Crédito: 31.out.1979/Folha Imagem
Cortejo fúnebre do metalúrgico Santo Dias da Silva toma as ruas do centro da capital paulista em 1979

Relatos de testemunhas publicados no "Notícias Populares" na época contam que, antes do assassinato, cerca de dez policiais, divididos em duas viaturas do Tático Móvel da Polícia Militar, chegaram gritando e atirando para o alto a fim de desmantelar o piquete. Mas os operários não se intimidaram, e, em meio à correria, Dias tentou resgatar um companheiro que havia sido agarrado pelos policiais. Nesse momento foi atingido no abdômen pelo soldado Herculano Leonel, de 37 anos. O metalúrgico morreu por volta das 14h, a caminho do Pronto Socorro de Santo Amaro.

Santo Dias nasceu em Terra Roxa, no interior de São Paulo, onde trabalhava como lavrador. Veio para capital no início dos anos 60, com a família, na tentativa de uma vida mais digna. Aqui se tornou líder comunitário do bairro Vila Remo, onde morava com a esposa Ana Dias e um casal de filhos. Além de representante comunitário do bairro, era membro da Pastoral Operária de São Paulo, ligada à Confederação Nacional dos Bispos do Brasil. Pela atuação, tornou-se fiel amigo do então arcebispo da Arquidiocese de São Paulo, dom Paulo Evaristo Arns.

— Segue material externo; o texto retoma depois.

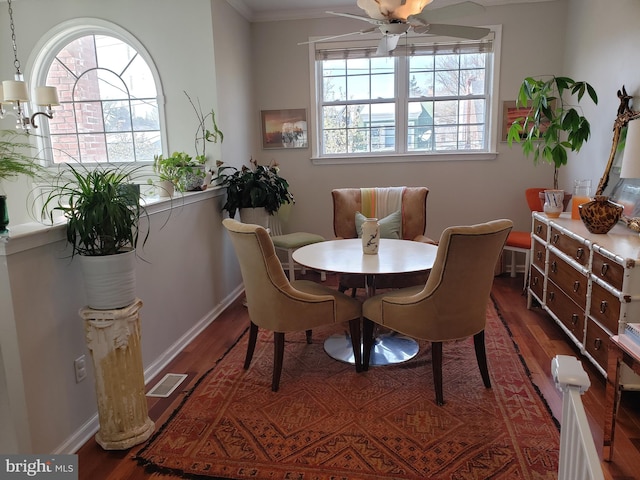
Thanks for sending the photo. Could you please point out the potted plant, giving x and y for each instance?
(14, 161)
(255, 187)
(183, 171)
(553, 126)
(103, 216)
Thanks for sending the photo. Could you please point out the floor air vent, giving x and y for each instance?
(167, 385)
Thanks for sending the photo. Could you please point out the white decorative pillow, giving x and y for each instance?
(390, 226)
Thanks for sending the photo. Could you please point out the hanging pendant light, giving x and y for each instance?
(14, 94)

Sua morte causou grande comoção no país. Lideranças políticas como Ulisses Guimarães e o iniciante Fernando Henrique Cardoso, ambos do MDB - partido de oposição ao regime militar -, entre outros, se manifestaram contra o brutal assassinato do operário. Então líder sindical do ABC paulista, Luis Inácio Lula da Silva também esteve na capital à disposição da família e dos companheiros de Dias.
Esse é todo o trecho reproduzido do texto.